@marko/tree-sitter

A tree-sitter grammar for the Marko templating language.

It covers the full language: both authoring modes (HTML and concise/indentation-based), ${placeholders}, tag variables, arguments and parameters, shorthand #id/.class and method attributes, attribute groups, statement tags, raw-text tags, -- content blocks, and $ scriptlets, all with the exact source ranges the Marko compiler sees, so the tree is reliable for highlighting, folding, structural editing, and tooling.

Usage

With the node bindings:

const Parser = require("tree-sitter");
const Marko = require("@marko/tree-sitter");

const parser = new Parser();
parser.setLanguage(Marko);

const tree = parser.parse("<button onClick() { count++ }>${count}</button>");
console.log(tree.rootNode.toString());

In the browser (or anywhere native bindings are unwanted), use the wasm build with web-tree-sitter:

import { Language, Parser } from "web-tree-sitter";

await Parser.init();
const Marko = await Language.load("tree-sitter-marko.wasm");
const parser = new Parser();
parser.setLanguage(Marko);

Building from a checkout:

npm install
npm run build        # tree-sitter generate && node-gyp rebuild
npm run build:wasm   # tree-sitter-marko.wasm (the CLI fetches wasi-sdk itself)

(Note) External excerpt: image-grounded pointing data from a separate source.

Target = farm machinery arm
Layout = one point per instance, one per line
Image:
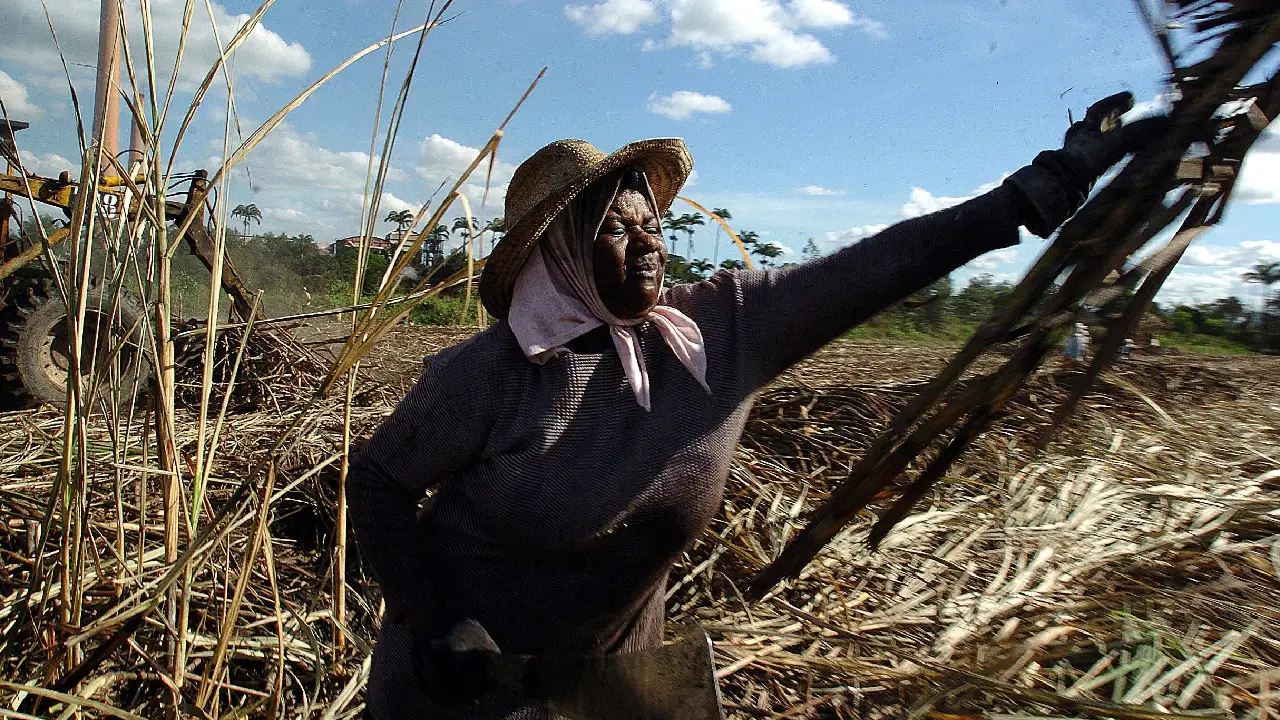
(60, 192)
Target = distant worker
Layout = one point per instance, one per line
(580, 445)
(1127, 349)
(1078, 345)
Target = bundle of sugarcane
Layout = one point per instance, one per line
(1212, 48)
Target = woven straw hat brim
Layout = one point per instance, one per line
(666, 162)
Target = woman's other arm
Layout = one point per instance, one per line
(419, 446)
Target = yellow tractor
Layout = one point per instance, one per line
(35, 352)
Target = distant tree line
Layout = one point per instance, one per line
(296, 274)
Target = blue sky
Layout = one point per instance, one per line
(807, 118)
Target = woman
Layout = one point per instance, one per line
(577, 446)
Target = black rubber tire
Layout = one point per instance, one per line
(33, 356)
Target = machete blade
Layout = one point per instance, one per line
(673, 682)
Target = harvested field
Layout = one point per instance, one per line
(1130, 570)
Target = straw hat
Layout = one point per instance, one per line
(547, 182)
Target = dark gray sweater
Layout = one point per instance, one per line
(560, 504)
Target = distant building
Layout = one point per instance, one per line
(383, 246)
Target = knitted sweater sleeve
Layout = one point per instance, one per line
(790, 313)
(417, 447)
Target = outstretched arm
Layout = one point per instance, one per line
(792, 311)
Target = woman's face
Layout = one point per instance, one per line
(630, 256)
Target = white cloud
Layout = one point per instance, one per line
(1193, 287)
(828, 241)
(922, 201)
(48, 164)
(1260, 176)
(288, 158)
(17, 103)
(684, 104)
(1210, 256)
(304, 187)
(613, 17)
(767, 31)
(821, 13)
(817, 190)
(442, 160)
(1262, 250)
(264, 54)
(993, 260)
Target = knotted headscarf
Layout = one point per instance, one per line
(554, 299)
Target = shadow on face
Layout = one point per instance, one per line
(629, 254)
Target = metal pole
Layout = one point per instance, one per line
(136, 150)
(106, 99)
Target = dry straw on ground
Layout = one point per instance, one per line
(187, 555)
(1127, 572)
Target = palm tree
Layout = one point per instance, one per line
(402, 219)
(688, 222)
(673, 224)
(722, 213)
(247, 213)
(767, 251)
(1265, 274)
(434, 244)
(749, 238)
(700, 268)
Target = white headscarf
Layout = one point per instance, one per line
(554, 299)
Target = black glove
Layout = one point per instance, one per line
(1059, 181)
(453, 668)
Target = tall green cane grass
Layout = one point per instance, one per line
(183, 511)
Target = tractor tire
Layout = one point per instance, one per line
(35, 356)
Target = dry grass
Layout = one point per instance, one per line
(1130, 568)
(183, 555)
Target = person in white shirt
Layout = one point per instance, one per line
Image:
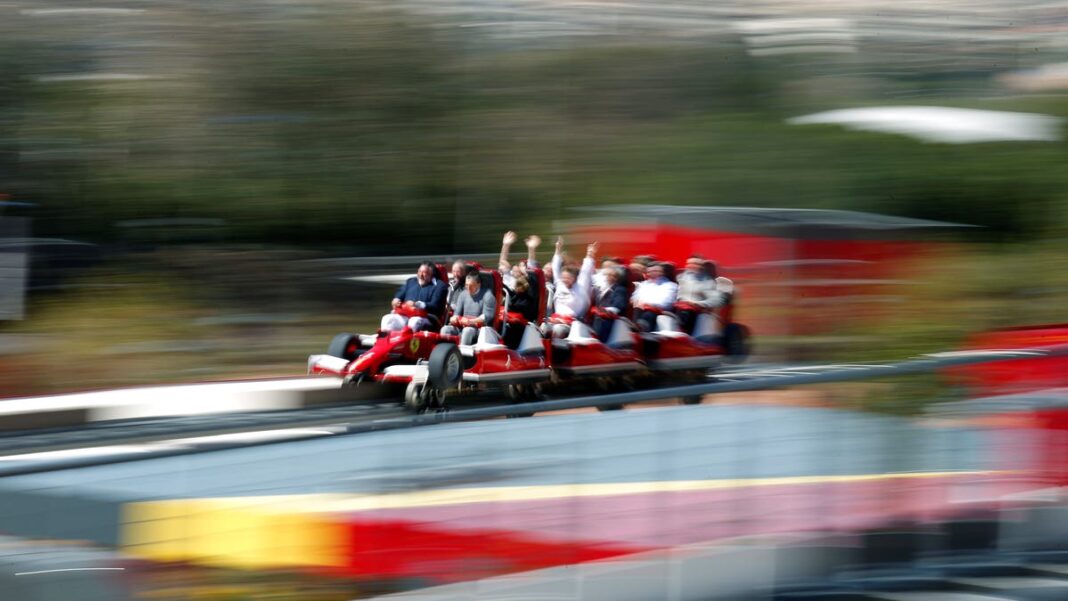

For editors, the grammar ships ready-to-use queries: queries/highlights.scm for syntax highlighting captures and queries/injections.scm for embedded-language injections (described below).

Editors and tools

Every integration consumes the same artifacts: the generated parser (src/parser.c + src/scanner.c), the queries in queries/, and, for embedded highlighting, the typescript, css, and scss grammars installed in the host tool like any other language.

tree-sitter CLI

From this directory:

npx tree-sitter playground            # interactive tree in the browser
npx tree-sitter parse file.marko      # print the syntax tree
npx tree-sitter highlight file.marko  # ANSI highlighting (--html for a page)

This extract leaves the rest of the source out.